La vie de couple est-elle inévitablement vouée à sa perte, malgré la meilleure volonté du monde? Dans son premier roman, Patrice Servant aborde un thème légéndaire; mais, avec sa voix originale, rafraîchissante, il détrompera tous ceux qui pensent qu’il n’y a plus rien à dire sur l’amour.

L’amour peut-il durer toujours? La vie de couple est-elle inévitablement vouée à sa perte, malgré la meilleure volonté du monde? Dans son premier roman, Patrice Servant, qui gagne sa vie comme journaliste et rédacteur, aborde un thème légéndaire; mais, avec sa voix originale, rafraîchissante, il détrompera tous ceux qui pensent qu’il n’y a plus rien à dire sur l’amour.
Christian adresse à Isabelle, la mère de son enfant, plusieurs lettres – qui pourraient, sur le plan du récit, se résumer en une seule; dans ces missives, il se remémore leur rencontre, les débuts de leur vie de couple, leur union. Surtout, Christian se rappelle ce moment où elle désirait tant un enfant, et le poursuivait de sa «tyrannie reproductive». «J’avais peur, bien évidemment, de l’engagement que pouvait représenter un enfant. Comme l’immense majorité des hommes, sans doute. À l’époque, je me disais qu’un enfant, c’était comme une maladie chronique. Le genre de microbe qui te tombe dessus et dont tu ne te défais jamais; (…) Pour moi, "paternité" rimait avec "inutilité" et "incapacité".»
Par le procédé de la lettre, Christian prend ses distances.
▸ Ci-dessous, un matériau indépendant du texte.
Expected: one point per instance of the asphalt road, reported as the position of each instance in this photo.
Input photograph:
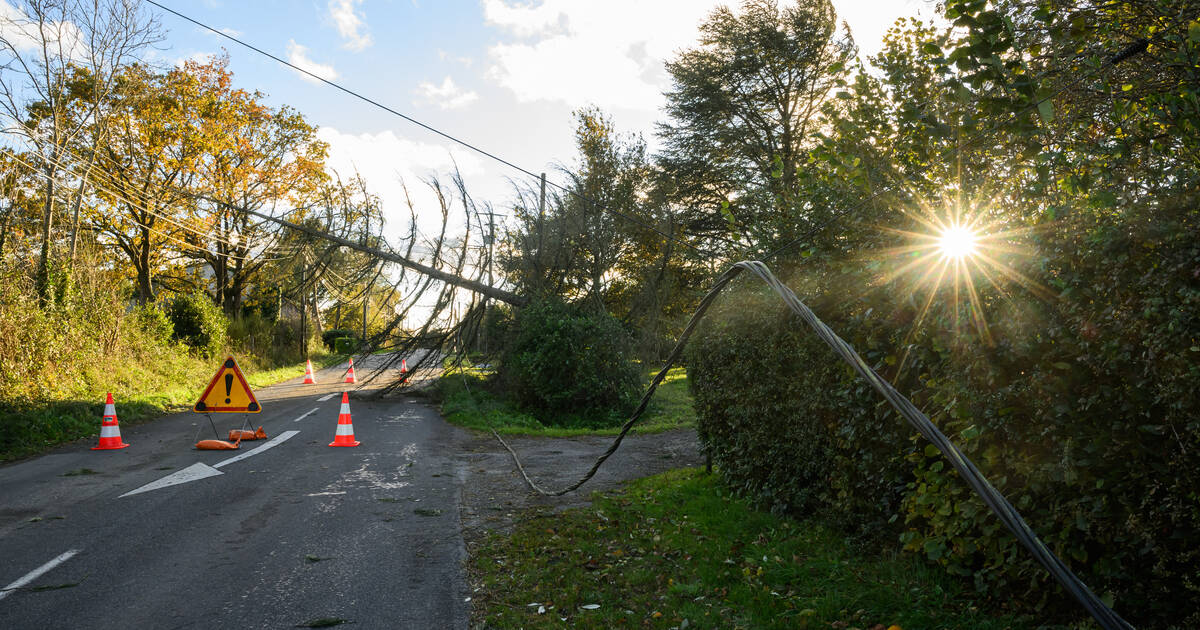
(289, 535)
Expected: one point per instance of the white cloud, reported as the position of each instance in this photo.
(447, 96)
(349, 24)
(605, 53)
(298, 55)
(389, 162)
(611, 52)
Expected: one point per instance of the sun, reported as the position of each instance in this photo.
(957, 257)
(958, 243)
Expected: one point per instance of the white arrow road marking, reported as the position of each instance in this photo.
(36, 573)
(197, 471)
(274, 442)
(203, 471)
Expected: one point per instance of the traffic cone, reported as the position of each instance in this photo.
(345, 436)
(307, 375)
(109, 431)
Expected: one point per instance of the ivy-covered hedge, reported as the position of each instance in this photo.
(1079, 401)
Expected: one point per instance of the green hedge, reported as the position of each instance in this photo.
(1081, 407)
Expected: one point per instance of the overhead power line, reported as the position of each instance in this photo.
(425, 126)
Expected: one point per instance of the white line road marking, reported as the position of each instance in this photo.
(192, 473)
(202, 471)
(275, 442)
(36, 573)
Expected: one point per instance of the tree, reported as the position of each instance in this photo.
(42, 45)
(147, 168)
(256, 159)
(575, 249)
(743, 109)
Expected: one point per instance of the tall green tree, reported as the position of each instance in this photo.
(743, 109)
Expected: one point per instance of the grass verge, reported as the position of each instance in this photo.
(469, 400)
(677, 551)
(144, 390)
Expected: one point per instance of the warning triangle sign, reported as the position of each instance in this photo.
(228, 393)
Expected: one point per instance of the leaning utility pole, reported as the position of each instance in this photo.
(436, 274)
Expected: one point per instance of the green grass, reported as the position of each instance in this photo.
(143, 390)
(468, 400)
(677, 547)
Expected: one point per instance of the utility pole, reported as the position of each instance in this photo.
(366, 294)
(490, 240)
(304, 315)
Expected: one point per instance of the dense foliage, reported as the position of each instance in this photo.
(568, 364)
(1061, 357)
(198, 323)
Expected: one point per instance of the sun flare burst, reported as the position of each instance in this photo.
(957, 259)
(957, 241)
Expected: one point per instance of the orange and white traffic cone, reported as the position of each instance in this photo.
(109, 430)
(307, 375)
(345, 436)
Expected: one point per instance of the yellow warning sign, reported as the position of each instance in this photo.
(228, 393)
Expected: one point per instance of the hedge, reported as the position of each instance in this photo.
(1081, 407)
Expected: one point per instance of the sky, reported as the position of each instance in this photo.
(502, 75)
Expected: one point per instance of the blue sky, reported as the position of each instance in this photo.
(504, 75)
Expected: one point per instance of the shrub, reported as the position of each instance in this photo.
(198, 323)
(286, 341)
(772, 411)
(564, 361)
(1081, 409)
(154, 322)
(346, 345)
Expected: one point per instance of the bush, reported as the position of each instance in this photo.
(155, 323)
(198, 323)
(564, 361)
(773, 406)
(330, 336)
(346, 345)
(251, 333)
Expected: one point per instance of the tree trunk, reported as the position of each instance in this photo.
(75, 211)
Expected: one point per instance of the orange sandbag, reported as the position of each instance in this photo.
(217, 445)
(247, 435)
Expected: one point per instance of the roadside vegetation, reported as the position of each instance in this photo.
(679, 551)
(59, 363)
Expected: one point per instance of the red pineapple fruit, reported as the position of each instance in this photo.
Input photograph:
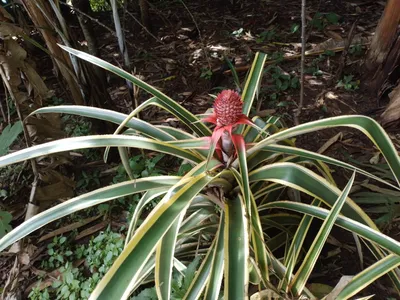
(227, 115)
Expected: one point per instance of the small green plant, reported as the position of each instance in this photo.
(140, 166)
(179, 285)
(75, 126)
(37, 294)
(314, 69)
(228, 207)
(356, 49)
(206, 73)
(281, 82)
(321, 20)
(348, 83)
(68, 286)
(88, 180)
(8, 136)
(268, 35)
(238, 33)
(5, 219)
(102, 251)
(59, 252)
(294, 28)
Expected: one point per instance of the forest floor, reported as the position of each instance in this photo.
(184, 57)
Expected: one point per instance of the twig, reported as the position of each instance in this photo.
(343, 58)
(303, 52)
(95, 20)
(3, 114)
(200, 37)
(144, 27)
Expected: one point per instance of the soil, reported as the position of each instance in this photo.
(186, 43)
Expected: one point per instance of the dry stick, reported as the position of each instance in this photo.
(8, 106)
(27, 141)
(96, 21)
(32, 208)
(350, 37)
(303, 55)
(145, 29)
(200, 37)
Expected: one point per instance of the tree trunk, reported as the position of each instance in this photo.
(62, 60)
(144, 14)
(383, 61)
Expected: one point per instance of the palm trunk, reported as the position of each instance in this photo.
(383, 61)
(62, 61)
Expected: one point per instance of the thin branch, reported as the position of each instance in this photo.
(144, 27)
(96, 21)
(303, 52)
(200, 37)
(343, 58)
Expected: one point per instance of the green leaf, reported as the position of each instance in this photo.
(8, 136)
(217, 267)
(369, 275)
(160, 98)
(304, 271)
(138, 125)
(122, 276)
(86, 142)
(236, 250)
(366, 125)
(84, 201)
(5, 219)
(164, 259)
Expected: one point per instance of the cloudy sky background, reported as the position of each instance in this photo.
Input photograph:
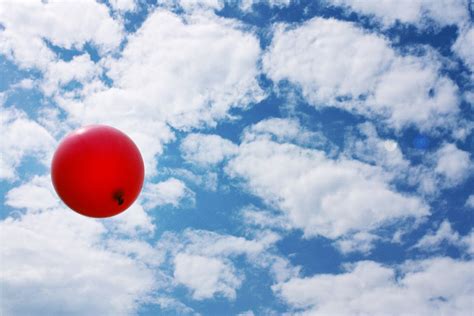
(301, 156)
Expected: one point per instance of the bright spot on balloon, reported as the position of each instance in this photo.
(390, 145)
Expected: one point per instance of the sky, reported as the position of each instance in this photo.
(301, 157)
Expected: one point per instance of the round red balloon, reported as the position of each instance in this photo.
(97, 171)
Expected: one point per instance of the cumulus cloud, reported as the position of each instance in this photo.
(205, 276)
(174, 71)
(320, 195)
(426, 287)
(53, 253)
(453, 164)
(338, 64)
(362, 242)
(21, 138)
(206, 149)
(171, 191)
(418, 12)
(203, 260)
(445, 235)
(462, 46)
(283, 130)
(27, 24)
(470, 201)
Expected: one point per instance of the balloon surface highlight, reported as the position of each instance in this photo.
(97, 171)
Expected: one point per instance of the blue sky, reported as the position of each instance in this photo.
(301, 157)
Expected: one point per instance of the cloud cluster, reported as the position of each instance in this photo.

Il peut ainsi confier à Isa qu’il a perdu ses repères et, il le craint, son amour pour elle, depuis ce beau jour où est tombé le verdict fatal: «J’ai donc bu mon vin dehors, à même la bouteille, en essayant de mesurer l’ampleur du désastre. J’avais accepté de me reproduire pour ne pas te perdre, mais tu n’étais plus toi-même.» Depuis ce jour, le papa déconfit a remis sa vie en question, et se débat avec une crise existentielle majeure.
Cette longue confession permet au narrateur de s’interroger sur les relations amoureuses, les différences entre les sexes, et sur la communication. Mais, surtout, le récit de Servant développe une réflexion sur la paternité, sur la condition masculine qui n’est pas si commune en littérature (qui n’est pas si commune tout court?…). Alors que les femmes n’ont aucun mal à inventer des histoires qui mettent en scène ce genre de thèmes (intimité, vie cojugale, maternité, etc.), on voit peu de personnages masculins s’interroger sur eux-mêmes, leur sexualité, leurs doutes, leurs peurs. Bien sûr, on peut être en désaccord avec le point de vue du narrateur sur les femmes (surtout quand il écrit «qu’une femme qui se refuse à l’enfantement en vient un jour à se sentir incomplète, inachevée»), mais il a au mois le mérite d’aborder quelques tabous avec honnêteté.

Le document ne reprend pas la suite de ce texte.